Afbeelding 5: schematisch voorstelling van de verdikte oxidehuid waardoor er een natuurlijke barrière ontstaat tegen het uitreden van metaalatomen (tekening Innomet Consultancy b.v.)
Het optimaliseren van de oxidehuid
Het bedrijf Innomet Consultancy b.v. is op het idee gekomen om de chroomoxidehuid van roestvast staal te verdikken en te verdichten m.b.v. atomaire zuurstof. Het doel hiervan is om de barrière substantieel te vergroten om het uittreden van metallische elementen tegen te gaan of zelfs geheel te voorkomen. Deze verdichting kan zowel elektrochemisch als chemisch plaatsvinden mits er maar atomaire zuurstof ontstaat. Dankzij deze verdichting en verdikking van de bovenste twee toplagen, zullen dan hoogstwaarschijnlijk de metaalatomen a.h.w. vastlopen waardoor deze a.h.w. gevangen blijven in de matrix. Deze vergroting van de barrière is schematisch weergegeven in afbeelding 5. Ook is daarbij de grootte van de verschillende metaalatomen weergegeven, wat een indicatie is over de kans dat een metaalatoom kan ontsnappen uit deze oxidehuid. Dit is schematisch weergegeven in afbeelding 6. De bedoeling is dat niet alleen ijzeratomen worden tegengehouden maar ook andere elementen die in het roestvast staal aanwezig zijn. Uiteindelijk is er een uitgebreid testprogramma opgesteld in samenwerking met een onderzoeksbureau op verschillende monsters roestvast staal. Om atomaire zuurstof te laten ontstaan, is gebruik gemaakt van ozon, waterstofperoxide alsmede anodische oxidatie. Ozon en waterstofperoxide zijn instabiele verbindingen die uiteenvallen in respectievelijk moleculaire en atomaire zuurstof alsmede water en atomaire zuurstof. Uiteindelijk bleek dat alle genoemde mediums hetzelfde effect hebben op het voorkomen van rouging. Op zich is dat logisch omdat alle mechanismen dezelfde atomaire zuurstof afgeven als oxidant.
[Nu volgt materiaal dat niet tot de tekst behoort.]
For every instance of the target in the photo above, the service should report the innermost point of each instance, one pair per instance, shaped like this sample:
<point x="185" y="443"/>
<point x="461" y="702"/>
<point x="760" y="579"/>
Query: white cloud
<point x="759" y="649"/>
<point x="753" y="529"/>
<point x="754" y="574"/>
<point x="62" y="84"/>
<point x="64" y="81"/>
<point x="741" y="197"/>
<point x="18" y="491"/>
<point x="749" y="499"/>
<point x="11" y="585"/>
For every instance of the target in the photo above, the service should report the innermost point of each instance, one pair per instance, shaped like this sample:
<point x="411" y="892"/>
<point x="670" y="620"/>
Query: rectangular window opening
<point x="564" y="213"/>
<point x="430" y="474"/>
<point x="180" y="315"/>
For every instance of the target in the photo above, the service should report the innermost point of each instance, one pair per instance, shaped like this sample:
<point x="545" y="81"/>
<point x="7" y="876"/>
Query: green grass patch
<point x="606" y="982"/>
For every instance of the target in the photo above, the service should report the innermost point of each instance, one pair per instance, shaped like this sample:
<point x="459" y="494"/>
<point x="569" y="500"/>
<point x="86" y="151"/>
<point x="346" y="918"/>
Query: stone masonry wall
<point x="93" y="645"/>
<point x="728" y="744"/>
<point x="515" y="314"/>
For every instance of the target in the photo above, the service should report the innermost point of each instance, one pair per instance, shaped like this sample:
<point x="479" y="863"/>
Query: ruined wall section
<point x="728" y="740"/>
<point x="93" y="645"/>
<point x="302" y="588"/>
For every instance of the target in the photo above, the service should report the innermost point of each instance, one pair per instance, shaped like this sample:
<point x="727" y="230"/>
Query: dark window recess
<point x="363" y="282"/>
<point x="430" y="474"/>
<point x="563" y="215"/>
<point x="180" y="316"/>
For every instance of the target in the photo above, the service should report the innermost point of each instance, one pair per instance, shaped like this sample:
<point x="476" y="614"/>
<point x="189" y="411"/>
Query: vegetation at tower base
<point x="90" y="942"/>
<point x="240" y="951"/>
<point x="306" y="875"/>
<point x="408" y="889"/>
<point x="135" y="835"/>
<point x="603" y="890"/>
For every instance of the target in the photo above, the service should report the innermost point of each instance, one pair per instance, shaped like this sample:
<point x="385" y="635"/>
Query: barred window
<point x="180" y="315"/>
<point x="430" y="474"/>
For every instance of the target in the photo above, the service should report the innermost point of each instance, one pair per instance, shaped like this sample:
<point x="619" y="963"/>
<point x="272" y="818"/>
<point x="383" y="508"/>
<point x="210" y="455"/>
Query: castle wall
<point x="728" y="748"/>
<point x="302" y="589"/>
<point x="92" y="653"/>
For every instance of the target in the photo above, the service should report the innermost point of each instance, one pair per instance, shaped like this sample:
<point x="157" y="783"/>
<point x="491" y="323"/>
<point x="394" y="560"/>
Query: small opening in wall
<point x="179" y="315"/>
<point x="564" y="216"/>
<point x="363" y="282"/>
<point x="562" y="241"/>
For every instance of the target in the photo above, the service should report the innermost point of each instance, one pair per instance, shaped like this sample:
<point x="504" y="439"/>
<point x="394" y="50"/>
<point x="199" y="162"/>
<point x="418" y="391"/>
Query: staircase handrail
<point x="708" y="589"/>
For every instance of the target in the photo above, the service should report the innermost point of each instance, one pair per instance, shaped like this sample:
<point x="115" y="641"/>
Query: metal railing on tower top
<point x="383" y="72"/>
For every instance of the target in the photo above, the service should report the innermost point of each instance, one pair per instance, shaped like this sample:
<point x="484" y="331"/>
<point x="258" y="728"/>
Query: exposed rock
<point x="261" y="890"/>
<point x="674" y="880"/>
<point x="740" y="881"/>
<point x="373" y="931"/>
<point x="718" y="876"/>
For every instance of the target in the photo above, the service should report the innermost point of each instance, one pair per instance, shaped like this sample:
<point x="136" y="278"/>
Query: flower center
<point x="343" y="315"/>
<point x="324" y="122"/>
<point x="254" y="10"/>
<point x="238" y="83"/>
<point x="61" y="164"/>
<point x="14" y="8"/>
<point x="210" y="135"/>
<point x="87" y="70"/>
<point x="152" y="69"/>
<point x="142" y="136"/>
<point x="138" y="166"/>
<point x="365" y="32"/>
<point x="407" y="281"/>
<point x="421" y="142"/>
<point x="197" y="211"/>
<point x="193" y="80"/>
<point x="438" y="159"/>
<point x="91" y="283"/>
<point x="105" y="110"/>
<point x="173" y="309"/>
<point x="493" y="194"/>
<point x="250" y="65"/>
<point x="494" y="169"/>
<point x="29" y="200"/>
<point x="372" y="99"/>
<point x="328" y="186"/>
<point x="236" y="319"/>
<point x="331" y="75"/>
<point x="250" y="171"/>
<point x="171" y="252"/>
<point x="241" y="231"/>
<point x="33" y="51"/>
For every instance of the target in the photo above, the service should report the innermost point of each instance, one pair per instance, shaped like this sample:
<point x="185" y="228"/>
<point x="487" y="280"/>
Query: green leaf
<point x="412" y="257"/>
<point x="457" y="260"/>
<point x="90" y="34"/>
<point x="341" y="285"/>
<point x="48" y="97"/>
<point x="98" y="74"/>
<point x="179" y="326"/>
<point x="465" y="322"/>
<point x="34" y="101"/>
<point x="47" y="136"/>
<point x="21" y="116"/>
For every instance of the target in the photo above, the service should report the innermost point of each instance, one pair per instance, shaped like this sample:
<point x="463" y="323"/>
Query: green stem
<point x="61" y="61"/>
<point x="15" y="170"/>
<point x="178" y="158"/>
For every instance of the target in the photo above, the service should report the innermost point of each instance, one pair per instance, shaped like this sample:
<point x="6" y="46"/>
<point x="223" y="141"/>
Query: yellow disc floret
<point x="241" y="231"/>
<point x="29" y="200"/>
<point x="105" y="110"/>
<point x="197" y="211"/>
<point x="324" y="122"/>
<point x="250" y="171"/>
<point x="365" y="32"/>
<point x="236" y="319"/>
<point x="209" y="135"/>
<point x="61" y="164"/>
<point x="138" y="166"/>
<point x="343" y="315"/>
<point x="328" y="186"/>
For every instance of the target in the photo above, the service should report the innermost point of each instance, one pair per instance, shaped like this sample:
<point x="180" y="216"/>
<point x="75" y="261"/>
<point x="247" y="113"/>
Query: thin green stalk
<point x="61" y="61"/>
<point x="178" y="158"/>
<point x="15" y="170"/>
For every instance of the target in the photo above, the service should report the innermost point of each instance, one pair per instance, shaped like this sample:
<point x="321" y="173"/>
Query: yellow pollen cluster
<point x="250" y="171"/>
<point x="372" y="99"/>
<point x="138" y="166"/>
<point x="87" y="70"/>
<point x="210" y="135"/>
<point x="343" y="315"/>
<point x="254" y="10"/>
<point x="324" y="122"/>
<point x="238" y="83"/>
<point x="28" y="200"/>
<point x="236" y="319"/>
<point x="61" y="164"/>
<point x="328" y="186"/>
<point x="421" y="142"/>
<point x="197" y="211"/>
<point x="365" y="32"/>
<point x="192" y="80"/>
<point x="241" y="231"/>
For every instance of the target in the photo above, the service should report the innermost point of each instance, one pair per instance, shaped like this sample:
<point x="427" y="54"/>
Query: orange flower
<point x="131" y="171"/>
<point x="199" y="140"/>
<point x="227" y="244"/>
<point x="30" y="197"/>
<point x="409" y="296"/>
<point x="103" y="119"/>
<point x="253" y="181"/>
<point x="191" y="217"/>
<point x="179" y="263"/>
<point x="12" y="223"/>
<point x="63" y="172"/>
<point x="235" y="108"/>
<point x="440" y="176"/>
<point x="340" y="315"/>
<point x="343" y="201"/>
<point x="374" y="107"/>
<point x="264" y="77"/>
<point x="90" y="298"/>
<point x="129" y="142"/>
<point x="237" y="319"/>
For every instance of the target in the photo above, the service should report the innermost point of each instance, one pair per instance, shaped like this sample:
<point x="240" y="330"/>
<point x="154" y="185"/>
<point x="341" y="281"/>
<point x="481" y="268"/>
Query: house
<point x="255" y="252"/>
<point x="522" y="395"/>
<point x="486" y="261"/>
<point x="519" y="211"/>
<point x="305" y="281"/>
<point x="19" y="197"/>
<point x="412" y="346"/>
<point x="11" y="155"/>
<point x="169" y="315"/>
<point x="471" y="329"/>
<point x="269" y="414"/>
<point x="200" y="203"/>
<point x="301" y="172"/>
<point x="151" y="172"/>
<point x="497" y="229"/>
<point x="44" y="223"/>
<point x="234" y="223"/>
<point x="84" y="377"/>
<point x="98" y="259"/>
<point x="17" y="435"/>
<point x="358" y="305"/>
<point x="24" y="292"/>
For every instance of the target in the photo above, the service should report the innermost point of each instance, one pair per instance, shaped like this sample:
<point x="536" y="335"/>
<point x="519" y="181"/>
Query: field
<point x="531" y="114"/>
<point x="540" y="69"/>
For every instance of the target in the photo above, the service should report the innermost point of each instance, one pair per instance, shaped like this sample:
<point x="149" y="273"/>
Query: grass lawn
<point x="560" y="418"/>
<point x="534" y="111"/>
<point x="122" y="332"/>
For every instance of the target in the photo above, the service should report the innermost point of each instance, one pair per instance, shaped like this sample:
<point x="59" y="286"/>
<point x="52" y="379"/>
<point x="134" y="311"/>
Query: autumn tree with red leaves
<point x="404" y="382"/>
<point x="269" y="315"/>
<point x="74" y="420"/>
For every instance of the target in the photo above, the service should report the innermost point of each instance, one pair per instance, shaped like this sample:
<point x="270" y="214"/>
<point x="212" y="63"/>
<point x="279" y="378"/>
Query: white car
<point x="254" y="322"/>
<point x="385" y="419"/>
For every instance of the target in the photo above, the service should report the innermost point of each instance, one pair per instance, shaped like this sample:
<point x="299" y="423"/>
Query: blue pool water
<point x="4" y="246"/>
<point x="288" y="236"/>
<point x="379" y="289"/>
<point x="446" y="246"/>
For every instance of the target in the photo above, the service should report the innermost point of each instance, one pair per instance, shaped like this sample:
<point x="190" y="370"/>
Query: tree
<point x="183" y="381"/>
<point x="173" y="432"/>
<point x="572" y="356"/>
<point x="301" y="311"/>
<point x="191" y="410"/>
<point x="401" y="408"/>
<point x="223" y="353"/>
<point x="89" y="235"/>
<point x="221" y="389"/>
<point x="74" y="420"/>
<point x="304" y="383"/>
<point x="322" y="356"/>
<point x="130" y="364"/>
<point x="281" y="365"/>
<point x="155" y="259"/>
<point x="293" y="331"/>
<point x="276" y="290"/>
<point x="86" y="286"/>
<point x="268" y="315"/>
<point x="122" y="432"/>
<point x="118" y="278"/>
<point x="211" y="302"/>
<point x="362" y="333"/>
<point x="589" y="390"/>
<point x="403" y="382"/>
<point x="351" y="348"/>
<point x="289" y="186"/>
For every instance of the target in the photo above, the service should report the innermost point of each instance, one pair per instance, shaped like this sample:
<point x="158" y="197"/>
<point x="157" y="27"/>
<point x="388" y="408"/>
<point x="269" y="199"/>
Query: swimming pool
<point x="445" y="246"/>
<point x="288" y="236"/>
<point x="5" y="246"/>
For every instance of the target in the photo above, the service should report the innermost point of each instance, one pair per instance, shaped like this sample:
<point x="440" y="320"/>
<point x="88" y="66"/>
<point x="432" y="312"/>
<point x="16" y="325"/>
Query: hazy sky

Resultaten van het testprogramma
Er is begonnen met het testen van de roestvast staaltypen AISI304 (1.4306), 316L (1.4404), 316L (1.4435), 904L (1.4539) en duplex (1.4462). Daarvoor werden 56 monsterplaatjesgemaakt in een vierkante vorm. Deze plaatjes werden dusdanig opgehangen in het WFI-water dat een deel boven het waterniveau uitstak. Een deel van deze plaatjes werd mechanisch geslepen met K180 en een ander deel werd na dit slijpen ook nog eens elektrolytisch gepolijst. Deze monsters werden behandeld met atomaire zuurstof gedurende 24 uur bij een temperatuur van 20℃. Daarna zijn deze monsters gedompeld in WFI-water met een temperatuur van 85℃ gedurende 2000 uur. Het resultaat was dat geen enkel monster een teken van rouging vertoonde, hetgeen uiteraard een zeer positief en bemoedigend resultaat betreft.
Afbeelding 6: links een ‘vrije doorgang’ voor metaalatomen en rechts een barrière door de verdikking en verdichting van de oxidehuid (tekening Innomet Consultancy b.v.)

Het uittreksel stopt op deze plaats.